Die Inszenierung macht hingegen einen sehr heterogenen Eindruck. Im Eingangs- und Schlußbild wird die fast leere weiße Bühne durch einen parallel ablaufenden Film gedoppelt. Die Handlung scheint in die amerikanischen Südstaaten verlegt, und es handeln auf der Bühne und in dem Film völlig verschiedene Personen. Die Sängerin Leonora ist die  leicht dunkelhäutige Michelle Bradley in einem großem aufgebauschten Kleid, das sie noch dick macht, im Film ist sie sie das junge Teilzeitmodel Laura Tashina. Auf der Bühne ist der geliebte Sänger eher kleinwüchsig, im Film ist es der große schwarze Darsteller Thesele  Kemane. Auf der Bühne ist die Amme Curra weiß, und im Film (Dela Debulamanzi) schwarz. Ein Spiel der ‚hintergründigen‘ Gegensätze. Die 2. Szene der Dorfschänke spielt in einem amerikanischen Fort und alle Darsteller+Chor tragen Vollmasken im Stil von Mickymaus außer der Wahrsagerin, die als Truppenbegleiterin für den anstehenden Krieg wirbt.  Die Szene wirkt aber nicht so witzig, wie sie vielleicht soll, und wie es sich eigentlich in den engen Masken singen lassen soll, wäre die Frage…

Szenenwechsel, eine weißgetüncht aseptische Halle, Stühle an den Wänden hängend, ein „Jesus saves“- Schild an der Wand. Dazu ein großes Holzkreuz auf dem Boden, das später bei der Zeremonie abgefackelt wird! Leonora, nun im blauen Kleid, muß sich den peinlichen Fragen der Sektenführer in Zivil stellen. Dann wäscht ihr der Padre Guardiano die Füße und wird dabei übergriffig, Leonora kann fliehen. Die folgenden Kriegsszenen wirken in ihrer Buntheit, mit Wachposten, Stockbetten und Palmen, vorbeisegelnden Helikoptern auch sehr disneymäßig, fast kindisch.


Dietrich Volle (Ein Alkalde; stehend mit Bierkrug) und Christopher Maltman (Don Carlo di Vargas; in schwarzem Mantel und roter Weste mit Doktorhut) sowie Chor und Extrachor der Oper Frankfurt. Foto: Monika Rittershaus

Die markante  Personenführung der aus Freunden zu Todfeinden werdenden Don Alvaro und und Carlo di Vargas wäre aber hervorzuheben. Die Showszene mit Preziosilla, der sich zwei Bunnies hinzugesellen und die ‚Kapuzinerpredigt‘ des Fra Melitone mündet in den wilden Rataplan-Chor, und artet in eine Kopulationnszene der plötzlich böse Männermasken tragenden Bunnies aus.
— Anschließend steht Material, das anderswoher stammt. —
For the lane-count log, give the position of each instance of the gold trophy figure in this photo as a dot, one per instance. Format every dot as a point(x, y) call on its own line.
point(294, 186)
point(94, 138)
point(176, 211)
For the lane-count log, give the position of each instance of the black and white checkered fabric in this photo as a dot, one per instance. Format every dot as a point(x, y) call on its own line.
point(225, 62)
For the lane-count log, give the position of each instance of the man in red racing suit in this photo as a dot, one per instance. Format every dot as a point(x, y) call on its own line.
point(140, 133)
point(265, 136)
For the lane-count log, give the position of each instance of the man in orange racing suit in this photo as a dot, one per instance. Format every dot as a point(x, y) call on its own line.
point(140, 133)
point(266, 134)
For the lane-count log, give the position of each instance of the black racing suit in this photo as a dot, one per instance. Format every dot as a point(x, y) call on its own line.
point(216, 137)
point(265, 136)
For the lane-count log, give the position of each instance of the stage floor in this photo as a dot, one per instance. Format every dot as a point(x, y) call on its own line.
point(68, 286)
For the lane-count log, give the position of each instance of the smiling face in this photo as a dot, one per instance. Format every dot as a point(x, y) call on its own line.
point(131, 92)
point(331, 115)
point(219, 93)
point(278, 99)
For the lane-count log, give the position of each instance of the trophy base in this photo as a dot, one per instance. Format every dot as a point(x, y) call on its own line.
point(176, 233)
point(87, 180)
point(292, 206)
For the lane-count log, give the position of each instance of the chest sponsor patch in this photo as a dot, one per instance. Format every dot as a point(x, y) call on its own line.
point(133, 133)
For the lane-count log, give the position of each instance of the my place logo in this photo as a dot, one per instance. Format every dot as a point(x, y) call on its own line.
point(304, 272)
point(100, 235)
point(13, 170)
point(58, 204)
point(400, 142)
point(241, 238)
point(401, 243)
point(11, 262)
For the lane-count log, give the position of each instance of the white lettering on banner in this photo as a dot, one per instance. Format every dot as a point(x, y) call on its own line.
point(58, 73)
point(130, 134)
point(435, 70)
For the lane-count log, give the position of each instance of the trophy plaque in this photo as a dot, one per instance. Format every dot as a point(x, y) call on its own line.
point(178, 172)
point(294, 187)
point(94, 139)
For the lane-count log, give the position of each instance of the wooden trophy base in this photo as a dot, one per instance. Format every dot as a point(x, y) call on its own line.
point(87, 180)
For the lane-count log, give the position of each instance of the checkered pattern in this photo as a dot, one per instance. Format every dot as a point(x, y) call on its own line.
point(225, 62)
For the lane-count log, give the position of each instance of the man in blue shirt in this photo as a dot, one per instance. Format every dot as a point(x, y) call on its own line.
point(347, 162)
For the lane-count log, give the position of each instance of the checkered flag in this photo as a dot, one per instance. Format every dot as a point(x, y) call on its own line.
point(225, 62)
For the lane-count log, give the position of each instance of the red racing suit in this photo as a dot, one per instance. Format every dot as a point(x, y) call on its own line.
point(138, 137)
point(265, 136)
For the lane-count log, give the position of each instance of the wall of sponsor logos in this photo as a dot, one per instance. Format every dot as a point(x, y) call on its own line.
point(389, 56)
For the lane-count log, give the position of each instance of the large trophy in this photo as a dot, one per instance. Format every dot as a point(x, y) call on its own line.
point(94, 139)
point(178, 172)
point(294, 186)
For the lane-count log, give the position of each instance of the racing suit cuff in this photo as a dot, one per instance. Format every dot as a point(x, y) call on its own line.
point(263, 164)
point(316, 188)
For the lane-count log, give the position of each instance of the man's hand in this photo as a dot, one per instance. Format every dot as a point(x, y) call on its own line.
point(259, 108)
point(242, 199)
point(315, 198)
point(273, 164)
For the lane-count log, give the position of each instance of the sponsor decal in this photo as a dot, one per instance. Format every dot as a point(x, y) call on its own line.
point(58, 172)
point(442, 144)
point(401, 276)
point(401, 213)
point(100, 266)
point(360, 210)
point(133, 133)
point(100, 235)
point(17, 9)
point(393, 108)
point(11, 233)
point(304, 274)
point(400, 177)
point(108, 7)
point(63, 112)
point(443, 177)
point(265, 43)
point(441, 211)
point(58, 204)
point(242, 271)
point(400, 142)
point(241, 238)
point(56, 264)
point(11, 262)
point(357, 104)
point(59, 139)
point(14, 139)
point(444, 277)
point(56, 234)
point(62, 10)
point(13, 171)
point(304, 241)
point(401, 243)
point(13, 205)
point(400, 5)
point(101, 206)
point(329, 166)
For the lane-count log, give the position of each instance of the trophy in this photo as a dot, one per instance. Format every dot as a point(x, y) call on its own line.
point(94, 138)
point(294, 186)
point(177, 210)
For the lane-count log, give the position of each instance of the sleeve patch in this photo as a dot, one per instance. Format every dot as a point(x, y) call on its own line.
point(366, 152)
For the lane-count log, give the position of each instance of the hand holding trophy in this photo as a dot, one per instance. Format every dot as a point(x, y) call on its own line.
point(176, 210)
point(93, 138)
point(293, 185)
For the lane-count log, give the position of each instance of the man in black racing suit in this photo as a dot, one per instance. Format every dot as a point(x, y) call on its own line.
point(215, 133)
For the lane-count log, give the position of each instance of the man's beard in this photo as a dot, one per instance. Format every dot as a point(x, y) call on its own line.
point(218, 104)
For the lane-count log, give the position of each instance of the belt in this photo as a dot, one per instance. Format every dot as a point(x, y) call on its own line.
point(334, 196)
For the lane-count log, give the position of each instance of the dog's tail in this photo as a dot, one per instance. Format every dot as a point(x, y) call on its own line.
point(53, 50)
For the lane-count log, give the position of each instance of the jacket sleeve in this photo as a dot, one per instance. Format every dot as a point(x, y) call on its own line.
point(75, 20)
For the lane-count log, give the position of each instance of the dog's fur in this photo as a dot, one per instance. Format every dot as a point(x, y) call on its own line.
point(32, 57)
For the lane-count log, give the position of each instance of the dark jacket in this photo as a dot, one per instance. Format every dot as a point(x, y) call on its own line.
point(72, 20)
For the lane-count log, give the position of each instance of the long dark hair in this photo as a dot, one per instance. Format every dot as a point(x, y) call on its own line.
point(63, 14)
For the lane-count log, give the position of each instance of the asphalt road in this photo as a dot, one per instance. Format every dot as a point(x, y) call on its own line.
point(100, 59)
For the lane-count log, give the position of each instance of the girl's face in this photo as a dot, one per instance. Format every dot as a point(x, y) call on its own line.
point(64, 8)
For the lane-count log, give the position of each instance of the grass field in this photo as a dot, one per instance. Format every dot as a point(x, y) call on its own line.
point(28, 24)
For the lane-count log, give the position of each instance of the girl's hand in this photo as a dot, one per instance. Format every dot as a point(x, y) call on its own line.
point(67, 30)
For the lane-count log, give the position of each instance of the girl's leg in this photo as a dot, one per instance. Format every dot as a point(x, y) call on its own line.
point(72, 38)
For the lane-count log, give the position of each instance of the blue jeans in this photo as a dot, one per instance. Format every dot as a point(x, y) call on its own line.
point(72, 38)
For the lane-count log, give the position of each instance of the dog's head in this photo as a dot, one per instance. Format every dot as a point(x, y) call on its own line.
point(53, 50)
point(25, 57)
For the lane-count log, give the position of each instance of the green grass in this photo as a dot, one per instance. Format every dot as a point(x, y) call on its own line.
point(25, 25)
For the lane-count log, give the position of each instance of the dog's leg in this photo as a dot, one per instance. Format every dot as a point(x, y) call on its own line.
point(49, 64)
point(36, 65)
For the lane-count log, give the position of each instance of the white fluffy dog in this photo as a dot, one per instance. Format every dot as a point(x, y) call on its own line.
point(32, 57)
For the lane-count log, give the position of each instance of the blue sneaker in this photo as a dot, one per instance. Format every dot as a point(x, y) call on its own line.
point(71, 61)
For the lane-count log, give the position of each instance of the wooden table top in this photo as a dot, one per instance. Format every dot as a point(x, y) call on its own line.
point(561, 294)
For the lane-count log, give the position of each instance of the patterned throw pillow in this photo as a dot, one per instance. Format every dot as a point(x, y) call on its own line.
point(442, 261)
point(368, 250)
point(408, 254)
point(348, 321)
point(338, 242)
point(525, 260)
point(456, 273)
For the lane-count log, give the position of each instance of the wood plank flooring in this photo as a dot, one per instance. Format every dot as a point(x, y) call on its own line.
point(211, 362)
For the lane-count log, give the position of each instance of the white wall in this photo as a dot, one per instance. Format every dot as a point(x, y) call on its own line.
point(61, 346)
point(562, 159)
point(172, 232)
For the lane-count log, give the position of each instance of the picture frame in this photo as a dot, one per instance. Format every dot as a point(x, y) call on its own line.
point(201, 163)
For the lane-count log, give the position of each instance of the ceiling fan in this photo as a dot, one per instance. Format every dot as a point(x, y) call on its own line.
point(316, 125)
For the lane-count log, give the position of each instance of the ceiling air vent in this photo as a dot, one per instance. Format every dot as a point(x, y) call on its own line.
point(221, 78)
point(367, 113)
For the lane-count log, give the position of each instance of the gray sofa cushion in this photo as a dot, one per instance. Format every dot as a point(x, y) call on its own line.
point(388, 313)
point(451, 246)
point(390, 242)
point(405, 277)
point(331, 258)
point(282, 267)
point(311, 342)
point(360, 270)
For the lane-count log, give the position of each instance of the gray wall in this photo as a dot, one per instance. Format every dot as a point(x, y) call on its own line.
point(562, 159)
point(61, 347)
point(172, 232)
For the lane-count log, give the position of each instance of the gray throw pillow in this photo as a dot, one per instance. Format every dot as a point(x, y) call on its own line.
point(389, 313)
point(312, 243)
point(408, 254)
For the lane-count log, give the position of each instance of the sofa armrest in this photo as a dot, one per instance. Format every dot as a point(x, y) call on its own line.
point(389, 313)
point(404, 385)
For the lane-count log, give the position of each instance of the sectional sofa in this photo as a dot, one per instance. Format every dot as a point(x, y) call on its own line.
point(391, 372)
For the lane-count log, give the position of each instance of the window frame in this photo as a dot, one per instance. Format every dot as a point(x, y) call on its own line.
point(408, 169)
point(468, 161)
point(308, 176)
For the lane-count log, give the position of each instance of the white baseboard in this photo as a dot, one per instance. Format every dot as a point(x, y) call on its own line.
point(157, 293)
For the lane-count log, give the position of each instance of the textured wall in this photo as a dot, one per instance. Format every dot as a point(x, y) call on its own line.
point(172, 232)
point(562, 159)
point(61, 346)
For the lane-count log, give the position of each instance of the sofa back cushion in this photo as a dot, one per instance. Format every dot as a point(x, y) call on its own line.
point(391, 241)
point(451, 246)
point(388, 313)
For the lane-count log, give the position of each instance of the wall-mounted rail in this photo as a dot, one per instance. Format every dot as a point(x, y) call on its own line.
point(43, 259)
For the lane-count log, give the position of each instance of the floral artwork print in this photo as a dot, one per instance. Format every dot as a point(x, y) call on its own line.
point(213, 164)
Wieder sehr gegensätzlich die ‚Suppenausgabe‘, ganz im Stil einer heutigen Tafel, wo an Flüchtlinge Lebensmittel verteilt werden. In seiner Erregung wirft Padre Raffaelle (Alvaro) die ganze Tafel um, da Carlo ihn schwer beleidigt hat. Einmal taucht auch noch eine Gruppe gefangener Vietnamesen auf, und Martin Luther King hält im Video seine flammende Rede gegen die Rassendiskriminierung. 

Was die SängerInnen angeht, sind diesmal die Männer, in Überzahl, eigentlich besser als die Damen. Den Marchese von Calatrava und den Padre Guardiano singt Franz-Josef  Selig mit balsamischer Baßstimme. Die Donna Leonora der Michelle Bradley kann auf einen recht hübsch timbrierten Sopran zurückgreifen, in der ersten Szene kommt er aber noch nicht so auf Tour. In der ‚Sektenszene‘ singt sie sich frei und läßt die Stimme sogar aufblühen. Am Ende in einer Hotelabsteige mit Ventilator (Video) haucht sie ihr Leben wieder eher dünnstimmig aus. Christopher Maltman ist mit seinem prunkenden starken Bariton als Bruder Carlo der eigentliche (negative) Held. Sein Gegenspieler in Gestalt des Armeniers Hovhannes Ayvazyan bietet ihm mit einem gleichfalls tollen Tenor Gegenpart sowie mit unermeßlichen Stimmreserven. Die Höhen sind registerlos eingebunden. In der Rolle der Preziosilla kann wieder  einmal Tanja Ariane Baumgartner ‚abräumen‘. Ihre Gesangsphrasen wirken, besonders beim Rataplan, wie gelackt, und die gefeierte Mezzosopranistin wirkt hier eher ganz sopranig mit guten Höhen. Als Curra bewährt sich Mezzosopran Nina Tandarek, den Alkalden gibt baritonal Dietrich Volle, Mastro Trabuco ist tenoral Michael McCown, und den Medico militare gestaltet der Baß Anatolii Suprun.